Some critics questioned whether many of the proposals have the backing to be approved, but they expressed concern nonetheless at the drastic nature of the recommendations and what they suggest about the national mood on illegal immigration.

"This eclipses Prop. 187 in its severity and mean-spiritedness," said Charles Wheeler, director of the National Immigration Law Center in Los Angeles. "These are probably the most extreme measures one could take. It's the equivalent of killing a mosquito with a neutron bomb."

Some of the recommendations raised concerns among some task force members, who attached dissenting opinions.

"I think there is a lot in the report we can agree on, but some of the recommendations are deeply troubling," said Rep. Howard L. Berman (D-Panorama City), one of 23 Californians on the task force. "I think when people mull them over, they will see that kicking tens of thousands of kids out of school and discouraging people from seeking emergency health care is counterproductive to what we want to do."

The report's more than 100 recommendations range from tighter border enforcement to streamlined deportation proceedings to stricter penalties for illegal immigrants and those who hire them. Gallegly discounted comparisons with Proposition 187, which covered some of the same turf as the task force report. It has bogged down in the courts since its approval by California voters last fall.

Proposition 187 calls for the denial of public education, non-emergency health care and public social services to illegal immigrants. It requires health care facilities, educators, social workers and law enforcement officers to report undocumented immigrants to the INS and requires schools to check the immigration status of pupils and their parents.

But while Gallegly shied away from comparing the two plans, others made the connection.

"This is even better than Prop. 187," said Rep. Dana Rohrabacher (R-Huntington Beach), a task force member. "This is the type of package that screams out: 'We're serious about this problem.' This again confirms that when California starts the ball rolling, it rolls east until it reaches the Capitol and then it lands with a big thud."

Drawn up in three months, the report is based on a survey of existing immigration laws and reform ideas offered by dozens of lawmakers after visits to the California-Mexico border and airports in New York City and Miami.

Some of the recommendations would require diplomatic arrangements, such as a proposal to deport criminals to the interior of their country, instead of a border town, in order to make immediate re-entry more difficult.
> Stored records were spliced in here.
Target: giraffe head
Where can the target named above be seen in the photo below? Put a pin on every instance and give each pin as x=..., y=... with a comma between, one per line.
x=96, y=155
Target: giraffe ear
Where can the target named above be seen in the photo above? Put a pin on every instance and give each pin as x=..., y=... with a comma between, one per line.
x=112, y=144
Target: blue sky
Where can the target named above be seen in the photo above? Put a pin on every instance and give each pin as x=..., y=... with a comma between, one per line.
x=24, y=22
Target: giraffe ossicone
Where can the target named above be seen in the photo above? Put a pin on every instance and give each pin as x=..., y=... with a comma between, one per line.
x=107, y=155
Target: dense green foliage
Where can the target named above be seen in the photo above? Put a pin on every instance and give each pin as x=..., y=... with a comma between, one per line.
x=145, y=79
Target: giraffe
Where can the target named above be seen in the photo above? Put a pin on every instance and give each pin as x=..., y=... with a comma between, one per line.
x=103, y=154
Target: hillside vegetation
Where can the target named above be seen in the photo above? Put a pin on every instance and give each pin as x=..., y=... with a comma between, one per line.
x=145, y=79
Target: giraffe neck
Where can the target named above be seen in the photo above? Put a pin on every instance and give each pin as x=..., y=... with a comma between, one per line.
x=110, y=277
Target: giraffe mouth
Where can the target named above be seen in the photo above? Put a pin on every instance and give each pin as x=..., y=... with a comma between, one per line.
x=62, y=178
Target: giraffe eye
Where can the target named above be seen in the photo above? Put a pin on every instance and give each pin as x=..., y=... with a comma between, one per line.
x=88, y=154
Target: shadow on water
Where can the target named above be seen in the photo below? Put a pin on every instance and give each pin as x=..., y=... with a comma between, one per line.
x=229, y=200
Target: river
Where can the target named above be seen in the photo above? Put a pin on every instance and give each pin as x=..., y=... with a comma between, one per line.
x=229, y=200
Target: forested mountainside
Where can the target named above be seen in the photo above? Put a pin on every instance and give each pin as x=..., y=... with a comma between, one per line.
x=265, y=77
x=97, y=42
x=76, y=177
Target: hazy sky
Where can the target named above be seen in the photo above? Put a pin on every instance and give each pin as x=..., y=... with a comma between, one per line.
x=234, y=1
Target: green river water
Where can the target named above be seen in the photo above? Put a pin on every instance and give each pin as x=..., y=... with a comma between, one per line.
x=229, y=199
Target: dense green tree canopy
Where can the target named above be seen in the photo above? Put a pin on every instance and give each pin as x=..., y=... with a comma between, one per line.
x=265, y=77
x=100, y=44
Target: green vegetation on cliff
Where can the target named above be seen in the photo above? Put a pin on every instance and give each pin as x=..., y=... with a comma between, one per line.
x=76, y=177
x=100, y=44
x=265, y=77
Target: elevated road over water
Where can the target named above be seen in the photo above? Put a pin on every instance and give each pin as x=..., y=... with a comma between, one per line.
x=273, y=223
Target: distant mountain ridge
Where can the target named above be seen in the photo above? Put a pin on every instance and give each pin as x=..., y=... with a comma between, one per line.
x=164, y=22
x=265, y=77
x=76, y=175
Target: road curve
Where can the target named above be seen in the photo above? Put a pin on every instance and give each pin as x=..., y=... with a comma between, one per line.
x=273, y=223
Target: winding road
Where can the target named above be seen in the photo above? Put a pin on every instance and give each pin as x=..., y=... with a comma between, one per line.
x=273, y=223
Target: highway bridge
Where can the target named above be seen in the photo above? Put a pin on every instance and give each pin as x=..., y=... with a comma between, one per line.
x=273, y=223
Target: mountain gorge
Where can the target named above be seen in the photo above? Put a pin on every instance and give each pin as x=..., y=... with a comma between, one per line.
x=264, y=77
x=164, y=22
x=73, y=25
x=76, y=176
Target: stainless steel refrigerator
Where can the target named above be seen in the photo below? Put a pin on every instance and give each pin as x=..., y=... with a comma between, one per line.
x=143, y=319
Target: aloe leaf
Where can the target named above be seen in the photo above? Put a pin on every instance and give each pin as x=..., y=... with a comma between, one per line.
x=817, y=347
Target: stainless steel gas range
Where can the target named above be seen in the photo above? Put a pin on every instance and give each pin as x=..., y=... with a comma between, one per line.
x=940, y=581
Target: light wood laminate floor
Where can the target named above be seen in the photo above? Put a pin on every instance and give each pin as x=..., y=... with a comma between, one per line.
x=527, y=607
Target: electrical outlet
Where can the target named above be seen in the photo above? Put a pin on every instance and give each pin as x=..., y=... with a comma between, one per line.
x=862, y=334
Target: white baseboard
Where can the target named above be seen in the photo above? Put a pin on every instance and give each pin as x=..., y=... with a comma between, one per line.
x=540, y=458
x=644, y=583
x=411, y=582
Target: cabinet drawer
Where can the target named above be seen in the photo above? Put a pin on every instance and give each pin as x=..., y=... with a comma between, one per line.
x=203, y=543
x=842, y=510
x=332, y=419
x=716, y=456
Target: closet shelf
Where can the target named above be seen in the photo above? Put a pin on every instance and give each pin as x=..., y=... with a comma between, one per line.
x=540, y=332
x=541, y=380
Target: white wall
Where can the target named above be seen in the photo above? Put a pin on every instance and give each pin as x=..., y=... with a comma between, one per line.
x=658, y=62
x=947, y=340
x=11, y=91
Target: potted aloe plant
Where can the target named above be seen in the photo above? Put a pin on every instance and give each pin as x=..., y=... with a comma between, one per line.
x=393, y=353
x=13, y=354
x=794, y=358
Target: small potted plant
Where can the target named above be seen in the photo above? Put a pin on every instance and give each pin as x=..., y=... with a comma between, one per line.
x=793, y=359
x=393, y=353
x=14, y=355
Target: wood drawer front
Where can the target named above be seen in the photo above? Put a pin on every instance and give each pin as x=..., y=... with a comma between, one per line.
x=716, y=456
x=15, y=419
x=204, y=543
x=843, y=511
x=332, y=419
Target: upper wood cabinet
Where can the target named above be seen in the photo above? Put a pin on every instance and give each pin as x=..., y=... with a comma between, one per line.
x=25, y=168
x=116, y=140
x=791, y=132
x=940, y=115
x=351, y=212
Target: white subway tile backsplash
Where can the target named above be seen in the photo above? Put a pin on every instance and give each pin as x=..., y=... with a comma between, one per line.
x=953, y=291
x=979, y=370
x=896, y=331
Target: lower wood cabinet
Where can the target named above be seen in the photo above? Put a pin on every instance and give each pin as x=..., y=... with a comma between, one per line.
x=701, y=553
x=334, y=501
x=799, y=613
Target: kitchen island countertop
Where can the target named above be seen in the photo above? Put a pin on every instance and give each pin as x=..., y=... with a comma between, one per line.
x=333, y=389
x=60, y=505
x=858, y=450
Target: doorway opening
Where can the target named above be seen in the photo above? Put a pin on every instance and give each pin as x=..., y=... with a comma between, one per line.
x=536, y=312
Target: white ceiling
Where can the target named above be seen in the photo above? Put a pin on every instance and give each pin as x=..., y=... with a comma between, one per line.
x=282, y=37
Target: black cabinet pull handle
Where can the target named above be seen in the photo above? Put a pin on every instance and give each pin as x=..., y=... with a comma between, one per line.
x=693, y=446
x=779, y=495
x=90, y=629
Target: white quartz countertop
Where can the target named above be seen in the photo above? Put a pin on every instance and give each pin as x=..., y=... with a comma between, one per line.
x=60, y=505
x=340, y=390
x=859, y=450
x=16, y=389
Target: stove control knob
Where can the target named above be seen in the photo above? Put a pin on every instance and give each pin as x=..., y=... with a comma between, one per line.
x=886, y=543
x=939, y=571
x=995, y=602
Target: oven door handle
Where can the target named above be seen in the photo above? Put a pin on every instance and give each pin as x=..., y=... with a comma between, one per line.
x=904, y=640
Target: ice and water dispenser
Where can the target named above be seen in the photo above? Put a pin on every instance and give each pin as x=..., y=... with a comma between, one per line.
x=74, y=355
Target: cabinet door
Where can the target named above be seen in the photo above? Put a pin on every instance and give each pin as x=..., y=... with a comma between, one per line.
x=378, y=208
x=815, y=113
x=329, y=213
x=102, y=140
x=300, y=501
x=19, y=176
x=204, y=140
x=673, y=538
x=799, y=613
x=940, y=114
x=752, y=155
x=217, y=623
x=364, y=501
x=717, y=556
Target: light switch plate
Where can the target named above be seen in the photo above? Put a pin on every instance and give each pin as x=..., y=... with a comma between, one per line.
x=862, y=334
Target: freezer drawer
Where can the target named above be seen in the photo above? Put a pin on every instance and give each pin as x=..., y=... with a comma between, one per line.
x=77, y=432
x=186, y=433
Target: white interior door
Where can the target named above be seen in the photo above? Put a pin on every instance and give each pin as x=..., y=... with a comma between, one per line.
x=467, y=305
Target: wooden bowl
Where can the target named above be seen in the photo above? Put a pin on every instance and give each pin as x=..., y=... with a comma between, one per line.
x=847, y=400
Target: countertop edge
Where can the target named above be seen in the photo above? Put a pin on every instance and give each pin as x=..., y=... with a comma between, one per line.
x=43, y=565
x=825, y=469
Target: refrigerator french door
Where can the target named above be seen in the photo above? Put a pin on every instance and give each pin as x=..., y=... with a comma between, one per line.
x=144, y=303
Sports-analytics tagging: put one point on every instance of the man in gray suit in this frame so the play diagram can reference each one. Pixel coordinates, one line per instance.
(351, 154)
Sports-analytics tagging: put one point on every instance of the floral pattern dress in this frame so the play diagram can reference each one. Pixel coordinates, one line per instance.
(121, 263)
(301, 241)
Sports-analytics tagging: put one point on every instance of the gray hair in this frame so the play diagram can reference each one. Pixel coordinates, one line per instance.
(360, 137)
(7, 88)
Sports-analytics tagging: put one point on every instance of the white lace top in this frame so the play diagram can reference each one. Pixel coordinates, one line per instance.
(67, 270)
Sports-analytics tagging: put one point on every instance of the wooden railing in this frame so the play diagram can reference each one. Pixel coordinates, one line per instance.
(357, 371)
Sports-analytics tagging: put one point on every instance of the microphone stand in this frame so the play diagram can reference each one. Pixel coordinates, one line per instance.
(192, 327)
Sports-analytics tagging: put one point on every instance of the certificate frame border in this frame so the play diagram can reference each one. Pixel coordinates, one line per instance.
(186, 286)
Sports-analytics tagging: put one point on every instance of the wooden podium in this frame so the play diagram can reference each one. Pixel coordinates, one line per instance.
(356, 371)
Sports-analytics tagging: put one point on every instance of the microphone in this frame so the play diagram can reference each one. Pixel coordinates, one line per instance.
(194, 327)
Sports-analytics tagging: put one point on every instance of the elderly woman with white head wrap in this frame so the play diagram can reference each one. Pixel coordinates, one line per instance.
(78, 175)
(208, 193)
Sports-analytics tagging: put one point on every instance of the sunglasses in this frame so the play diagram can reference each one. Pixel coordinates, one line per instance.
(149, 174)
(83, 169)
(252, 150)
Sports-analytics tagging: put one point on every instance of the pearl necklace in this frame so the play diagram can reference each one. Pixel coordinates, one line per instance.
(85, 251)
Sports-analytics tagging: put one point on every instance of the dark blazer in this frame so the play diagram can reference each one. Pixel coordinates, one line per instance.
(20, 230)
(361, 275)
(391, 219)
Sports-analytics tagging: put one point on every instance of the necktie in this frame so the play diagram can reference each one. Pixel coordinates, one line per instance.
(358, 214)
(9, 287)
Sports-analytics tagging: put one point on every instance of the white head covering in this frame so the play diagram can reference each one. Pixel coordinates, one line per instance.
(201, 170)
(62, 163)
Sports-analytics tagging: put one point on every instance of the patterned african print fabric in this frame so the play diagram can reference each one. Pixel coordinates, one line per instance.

"Rather than taking some of them down to Tijuana or Mexicali, we'd take them to Mexico City or Guadalajara so it would take more to return than a walk across the border the next day," Gallegly said.

To handle increased arrests, the report suggests increasing INS detention space from about 3,500 beds to at least 9,000 and even using closed military bases to handle those arrested. The issuance of visas would be tightened, with special attention given to those countries with the highest rates of citizens who overstay their visas, such as Yemen, Bangladesh, Syria, Haiti and Iraq.

The report calls for a beefed-up Border Patrol but argues that as many as half the new agents should be assigned away from the border, to handle inspections of job sites and investigations of fraudulent-document rings. The INS would be merged with the Customs Service to better coordinate their operations.

The report recommends two massive pilot projects to help employers verify the immigration status of applicants: a tamper-proof Social Security card and a computerized registry using INS and Social Security data that employers could access through a toll-free number. Each pilot project would be tried in two states to assess the best approach to stop the proliferation of false documents.

The task force incorporated many suggestions from other recent immigration proposals.

The report suggests passing legislation to give states the option of denying public education for primary, secondary and post-secondary education to illegal immigrants. A 1982 Supreme Court decision ruled that illegal immigrants are entitled to public education under the equal protection clause of the Constitution. Gallegly contends that the decision could be overruled by congressional action, although others argue that a constitutional amendment would be required.